Stablecoins - digital tokens backed by U.S. dollars or Treasuries - now move billions of dollars daily across blockchain networks, often settling in seconds.

They aren’t speculative cryptocurrencies. They’re tokenised representations of fiat currency - programmable, transparent, and borderless.
For the first time, the plumbing of the global financial system is being upgraded not by banks, but by code.

Exchange Control Meets Digital Velocity

South Africa’s exchange-control framework has long balanced openness with prudence. Every rand that leaves or enters must do so with purpose, through an authorised dealer.
That discipline has served the country well - but it’s increasingly tested by the speed and nature of digital value.

The Standard Bank v South African Reserve Bank (2025) judgment brought this tension into sharp relief.
SARB had treated large Bitcoin remittances as “unauthorised exports of capital” under Regulation 10(1)(c), issuing forfeiture orders.
The High Court disagreed, finding that Bitcoin is neither money nor capital under the Regulations and calling SARB’s interpretation a “fundamental misdirection.”

The Court’s message was clear: the law cannot be stretched to fit technologies it doesn’t yet define.
It was less a crypto victory than a wake-up call for policymakers - that financial innovation moves faster than legislation, and that regulation by analogy rarely ends well.

Africa’s Leapfrog Moment

Across the continent, the same fault lines - and opportunities - are emerging.

Capital remains trapped in countries with strict currency controls and weakening exchange rates. Yet, Africa has a pattern of leapfrogging slow infrastructure.
We skipped landlines for mobile phones.
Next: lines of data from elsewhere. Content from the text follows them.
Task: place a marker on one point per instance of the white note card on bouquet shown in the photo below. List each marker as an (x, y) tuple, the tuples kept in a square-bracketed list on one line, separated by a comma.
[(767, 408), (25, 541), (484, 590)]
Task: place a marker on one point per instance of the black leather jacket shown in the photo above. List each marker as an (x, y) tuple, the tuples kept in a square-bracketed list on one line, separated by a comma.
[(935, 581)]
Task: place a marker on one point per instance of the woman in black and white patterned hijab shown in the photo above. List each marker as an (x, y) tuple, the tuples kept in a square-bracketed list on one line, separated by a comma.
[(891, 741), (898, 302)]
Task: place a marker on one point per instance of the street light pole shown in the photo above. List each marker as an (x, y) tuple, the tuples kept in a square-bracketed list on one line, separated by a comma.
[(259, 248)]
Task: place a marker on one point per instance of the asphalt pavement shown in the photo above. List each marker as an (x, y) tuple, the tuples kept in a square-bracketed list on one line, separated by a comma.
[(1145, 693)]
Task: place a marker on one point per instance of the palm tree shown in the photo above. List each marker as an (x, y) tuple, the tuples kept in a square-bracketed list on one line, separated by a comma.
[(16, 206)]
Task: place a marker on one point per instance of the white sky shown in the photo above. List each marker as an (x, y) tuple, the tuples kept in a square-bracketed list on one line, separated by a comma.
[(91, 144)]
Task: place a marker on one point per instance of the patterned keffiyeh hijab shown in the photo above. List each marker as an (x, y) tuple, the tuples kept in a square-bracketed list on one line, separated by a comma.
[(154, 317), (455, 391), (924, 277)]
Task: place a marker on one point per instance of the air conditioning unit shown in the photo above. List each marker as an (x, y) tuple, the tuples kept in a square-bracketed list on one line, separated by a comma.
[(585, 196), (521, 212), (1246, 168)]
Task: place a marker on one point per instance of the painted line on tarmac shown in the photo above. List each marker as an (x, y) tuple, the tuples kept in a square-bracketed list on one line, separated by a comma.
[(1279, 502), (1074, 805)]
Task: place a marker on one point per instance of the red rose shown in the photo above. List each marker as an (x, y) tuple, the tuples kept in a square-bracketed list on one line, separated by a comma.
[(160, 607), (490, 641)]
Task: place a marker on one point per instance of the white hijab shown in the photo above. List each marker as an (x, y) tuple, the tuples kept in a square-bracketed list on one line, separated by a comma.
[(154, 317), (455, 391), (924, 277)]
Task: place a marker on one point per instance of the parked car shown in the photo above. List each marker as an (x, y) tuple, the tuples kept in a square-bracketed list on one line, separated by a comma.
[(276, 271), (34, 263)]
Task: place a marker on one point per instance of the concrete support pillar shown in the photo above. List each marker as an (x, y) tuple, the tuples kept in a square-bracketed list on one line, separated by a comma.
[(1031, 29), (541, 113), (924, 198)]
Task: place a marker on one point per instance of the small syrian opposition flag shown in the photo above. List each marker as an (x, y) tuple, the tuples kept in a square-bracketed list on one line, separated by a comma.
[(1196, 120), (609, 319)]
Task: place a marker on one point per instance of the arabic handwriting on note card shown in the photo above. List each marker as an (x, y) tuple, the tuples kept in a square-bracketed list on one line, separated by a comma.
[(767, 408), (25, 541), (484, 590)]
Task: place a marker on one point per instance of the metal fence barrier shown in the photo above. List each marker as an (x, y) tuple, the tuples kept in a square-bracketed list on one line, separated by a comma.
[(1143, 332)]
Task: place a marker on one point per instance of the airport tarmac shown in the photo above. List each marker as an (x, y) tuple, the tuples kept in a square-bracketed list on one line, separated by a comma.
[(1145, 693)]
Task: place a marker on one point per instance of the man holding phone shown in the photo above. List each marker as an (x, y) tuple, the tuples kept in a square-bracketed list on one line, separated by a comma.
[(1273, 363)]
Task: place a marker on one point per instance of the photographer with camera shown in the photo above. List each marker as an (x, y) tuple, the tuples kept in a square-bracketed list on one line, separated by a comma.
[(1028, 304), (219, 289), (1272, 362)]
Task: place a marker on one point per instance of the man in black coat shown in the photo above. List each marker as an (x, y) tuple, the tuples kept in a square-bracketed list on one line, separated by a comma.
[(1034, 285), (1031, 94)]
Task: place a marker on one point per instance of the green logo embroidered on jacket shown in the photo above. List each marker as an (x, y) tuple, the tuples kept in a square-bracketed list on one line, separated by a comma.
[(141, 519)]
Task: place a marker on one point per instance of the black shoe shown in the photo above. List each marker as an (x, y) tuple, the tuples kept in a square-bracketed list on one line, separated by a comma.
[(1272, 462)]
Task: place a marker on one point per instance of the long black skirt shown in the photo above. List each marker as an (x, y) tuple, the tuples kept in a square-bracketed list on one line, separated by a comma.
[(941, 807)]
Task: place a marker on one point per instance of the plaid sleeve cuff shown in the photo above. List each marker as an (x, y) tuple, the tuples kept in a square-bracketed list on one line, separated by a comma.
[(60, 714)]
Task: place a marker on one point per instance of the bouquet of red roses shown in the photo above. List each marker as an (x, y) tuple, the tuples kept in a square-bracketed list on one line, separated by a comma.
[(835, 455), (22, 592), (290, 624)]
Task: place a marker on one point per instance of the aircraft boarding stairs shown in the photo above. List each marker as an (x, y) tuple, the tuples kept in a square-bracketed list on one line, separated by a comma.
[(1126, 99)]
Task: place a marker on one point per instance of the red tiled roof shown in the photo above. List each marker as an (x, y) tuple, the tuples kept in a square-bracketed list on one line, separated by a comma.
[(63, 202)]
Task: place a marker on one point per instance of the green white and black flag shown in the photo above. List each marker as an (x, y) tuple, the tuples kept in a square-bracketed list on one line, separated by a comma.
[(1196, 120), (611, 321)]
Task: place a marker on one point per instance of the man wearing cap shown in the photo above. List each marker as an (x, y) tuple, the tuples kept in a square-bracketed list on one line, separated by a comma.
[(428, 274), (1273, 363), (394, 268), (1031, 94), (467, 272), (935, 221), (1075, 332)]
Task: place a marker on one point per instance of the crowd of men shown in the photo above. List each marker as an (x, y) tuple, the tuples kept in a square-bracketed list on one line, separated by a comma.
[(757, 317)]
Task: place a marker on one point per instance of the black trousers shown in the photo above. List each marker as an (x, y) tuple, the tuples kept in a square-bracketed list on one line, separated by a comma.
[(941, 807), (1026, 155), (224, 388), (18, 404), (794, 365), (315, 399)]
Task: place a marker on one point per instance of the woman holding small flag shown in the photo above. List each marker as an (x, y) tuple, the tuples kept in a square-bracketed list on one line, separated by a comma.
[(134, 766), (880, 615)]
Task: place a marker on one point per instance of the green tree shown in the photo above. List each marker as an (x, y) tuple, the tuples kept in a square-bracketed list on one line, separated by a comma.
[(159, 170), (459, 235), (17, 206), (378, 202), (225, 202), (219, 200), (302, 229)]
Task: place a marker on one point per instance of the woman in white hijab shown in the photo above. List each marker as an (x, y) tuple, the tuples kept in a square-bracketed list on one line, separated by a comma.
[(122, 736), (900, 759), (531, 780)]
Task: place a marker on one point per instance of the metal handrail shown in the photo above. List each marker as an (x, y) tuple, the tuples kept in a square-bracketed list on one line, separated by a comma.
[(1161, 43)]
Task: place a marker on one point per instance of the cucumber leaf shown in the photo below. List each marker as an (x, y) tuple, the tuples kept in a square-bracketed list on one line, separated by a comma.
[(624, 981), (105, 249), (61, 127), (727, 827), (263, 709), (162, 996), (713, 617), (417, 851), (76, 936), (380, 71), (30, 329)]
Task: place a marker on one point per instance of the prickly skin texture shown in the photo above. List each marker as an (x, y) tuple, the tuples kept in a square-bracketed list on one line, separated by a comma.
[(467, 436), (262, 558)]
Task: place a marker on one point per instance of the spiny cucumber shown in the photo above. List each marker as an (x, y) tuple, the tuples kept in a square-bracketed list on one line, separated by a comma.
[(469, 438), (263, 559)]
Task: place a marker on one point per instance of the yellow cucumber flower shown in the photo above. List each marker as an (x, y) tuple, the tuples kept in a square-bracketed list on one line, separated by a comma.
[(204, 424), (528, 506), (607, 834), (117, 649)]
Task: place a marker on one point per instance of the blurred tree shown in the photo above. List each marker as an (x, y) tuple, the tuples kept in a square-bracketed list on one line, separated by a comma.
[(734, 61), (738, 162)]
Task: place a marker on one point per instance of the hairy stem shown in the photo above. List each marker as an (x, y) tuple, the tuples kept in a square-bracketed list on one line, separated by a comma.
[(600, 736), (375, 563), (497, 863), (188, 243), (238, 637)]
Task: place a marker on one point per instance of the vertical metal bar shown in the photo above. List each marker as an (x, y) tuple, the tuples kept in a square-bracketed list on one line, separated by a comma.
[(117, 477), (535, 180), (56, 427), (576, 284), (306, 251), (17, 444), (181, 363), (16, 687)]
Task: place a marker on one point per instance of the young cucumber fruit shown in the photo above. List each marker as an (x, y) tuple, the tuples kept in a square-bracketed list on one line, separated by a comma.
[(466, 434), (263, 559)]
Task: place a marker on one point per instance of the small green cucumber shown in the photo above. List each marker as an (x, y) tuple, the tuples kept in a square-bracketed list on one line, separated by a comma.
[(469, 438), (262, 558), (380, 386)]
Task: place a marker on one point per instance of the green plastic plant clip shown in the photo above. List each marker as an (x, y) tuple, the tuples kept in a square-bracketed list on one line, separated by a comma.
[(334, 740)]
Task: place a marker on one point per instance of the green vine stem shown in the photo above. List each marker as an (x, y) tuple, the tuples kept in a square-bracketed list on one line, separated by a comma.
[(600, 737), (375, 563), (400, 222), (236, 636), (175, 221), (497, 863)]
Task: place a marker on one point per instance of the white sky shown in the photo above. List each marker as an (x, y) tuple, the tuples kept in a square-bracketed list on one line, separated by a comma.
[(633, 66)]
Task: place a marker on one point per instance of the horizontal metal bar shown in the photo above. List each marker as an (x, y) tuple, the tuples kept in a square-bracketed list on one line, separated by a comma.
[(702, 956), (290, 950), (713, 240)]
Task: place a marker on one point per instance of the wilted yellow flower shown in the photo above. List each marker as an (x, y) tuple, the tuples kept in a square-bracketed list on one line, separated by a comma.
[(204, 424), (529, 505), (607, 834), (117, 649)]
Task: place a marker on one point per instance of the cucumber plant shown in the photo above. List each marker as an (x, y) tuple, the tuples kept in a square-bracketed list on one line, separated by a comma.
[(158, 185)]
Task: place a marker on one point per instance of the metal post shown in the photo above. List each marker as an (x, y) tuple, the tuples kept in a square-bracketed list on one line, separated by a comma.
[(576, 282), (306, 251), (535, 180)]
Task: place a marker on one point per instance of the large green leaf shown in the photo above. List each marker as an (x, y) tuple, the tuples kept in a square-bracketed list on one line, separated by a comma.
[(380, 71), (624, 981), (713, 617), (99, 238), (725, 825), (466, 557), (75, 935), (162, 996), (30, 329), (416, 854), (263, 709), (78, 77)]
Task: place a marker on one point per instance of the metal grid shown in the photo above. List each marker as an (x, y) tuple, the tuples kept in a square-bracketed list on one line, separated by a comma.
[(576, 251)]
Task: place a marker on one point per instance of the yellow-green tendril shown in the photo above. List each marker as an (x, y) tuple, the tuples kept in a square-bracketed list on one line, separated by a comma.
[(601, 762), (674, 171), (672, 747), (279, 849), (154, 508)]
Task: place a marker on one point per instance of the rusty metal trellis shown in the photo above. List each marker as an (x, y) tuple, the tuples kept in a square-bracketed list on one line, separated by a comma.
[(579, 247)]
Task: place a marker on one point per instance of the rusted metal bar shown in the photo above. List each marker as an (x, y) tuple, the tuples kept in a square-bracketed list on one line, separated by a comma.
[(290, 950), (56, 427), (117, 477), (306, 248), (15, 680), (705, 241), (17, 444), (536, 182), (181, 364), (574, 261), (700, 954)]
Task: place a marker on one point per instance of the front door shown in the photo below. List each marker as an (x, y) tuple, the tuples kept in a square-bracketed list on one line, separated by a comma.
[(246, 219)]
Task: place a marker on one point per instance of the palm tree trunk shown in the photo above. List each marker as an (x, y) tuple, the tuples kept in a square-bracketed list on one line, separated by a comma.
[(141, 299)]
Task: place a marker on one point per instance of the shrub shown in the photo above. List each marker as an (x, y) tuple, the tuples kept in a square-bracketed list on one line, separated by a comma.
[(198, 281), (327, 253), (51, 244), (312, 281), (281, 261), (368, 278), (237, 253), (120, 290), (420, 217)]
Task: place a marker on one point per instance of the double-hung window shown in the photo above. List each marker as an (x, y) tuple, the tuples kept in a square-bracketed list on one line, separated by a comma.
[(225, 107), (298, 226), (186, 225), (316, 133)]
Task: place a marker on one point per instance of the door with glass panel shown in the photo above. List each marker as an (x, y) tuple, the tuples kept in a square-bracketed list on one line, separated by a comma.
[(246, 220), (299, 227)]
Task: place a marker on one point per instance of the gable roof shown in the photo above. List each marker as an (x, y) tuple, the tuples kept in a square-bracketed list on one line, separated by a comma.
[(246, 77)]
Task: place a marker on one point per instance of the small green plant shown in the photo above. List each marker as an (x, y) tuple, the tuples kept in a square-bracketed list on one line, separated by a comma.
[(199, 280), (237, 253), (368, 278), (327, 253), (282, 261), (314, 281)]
Now, we may skip traditional correspondent banking for digital-dollar rails that settle instantly and transparently.

From Nigeria to Kenya to South Africa, stablecoins are already being used for trade, remittances, and investment.
They aren’t replacing banks; they’re filling the gaps banks can’t reach fast enough - offering access to liquidity and hard-currency stability in markets that have long been constrained.

If harnessed rather than resisted, this could become the continent’s next great equaliser: programmable money that is both compliant and accessible.

Regulation Catches Up

SARB and the National Treasury are now preparing a new framework for cross-border crypto-asset transactions, expected in 2025.
It will clarify how licensed intermediaries can handle these flows and what reporting obligations will look like.

The direction of travel is clear:
banks and fintechs will continue to merge old and new rails, while compliance evolves from prohibition to supervision - focused on transparency, not restriction.

In short, the next era of capital mobility will be smarter, faster, and more accountable - not less regulated.

A New Definition of Alignment

At this year’s Wealth Nexus event, one theme resonated: Aligned Wealth. Lasting Legacy.
Because aligned wealth isn’t just about assets under management -
it’s about ensuring that what you’ve built can move freely, compliantly, and efficiently wherever opportunity calls.

True alignment means that strategy, structure, and regulation all point in the same direction.
It’s what transforms transactions into strategy, and strategy into legacy.

And as the rails of global finance evolve, alignment isn’t just a best practice - it’s a survival skill.

The Quiet Revolution

The next decade of capital mobility won’t be marked by headlines of disruption, but by quiet convergence.
Traditional institutions will adopt digital infrastructure. Regulators will modernise frameworks. And investors will expect their wealth to move as efficiently as information does today.

Money flow is becoming borderless - but legacy will still depend on how aligned we remain.

Because in the end, it’s not how much wealth you have that defines your future - it’s how well it moves.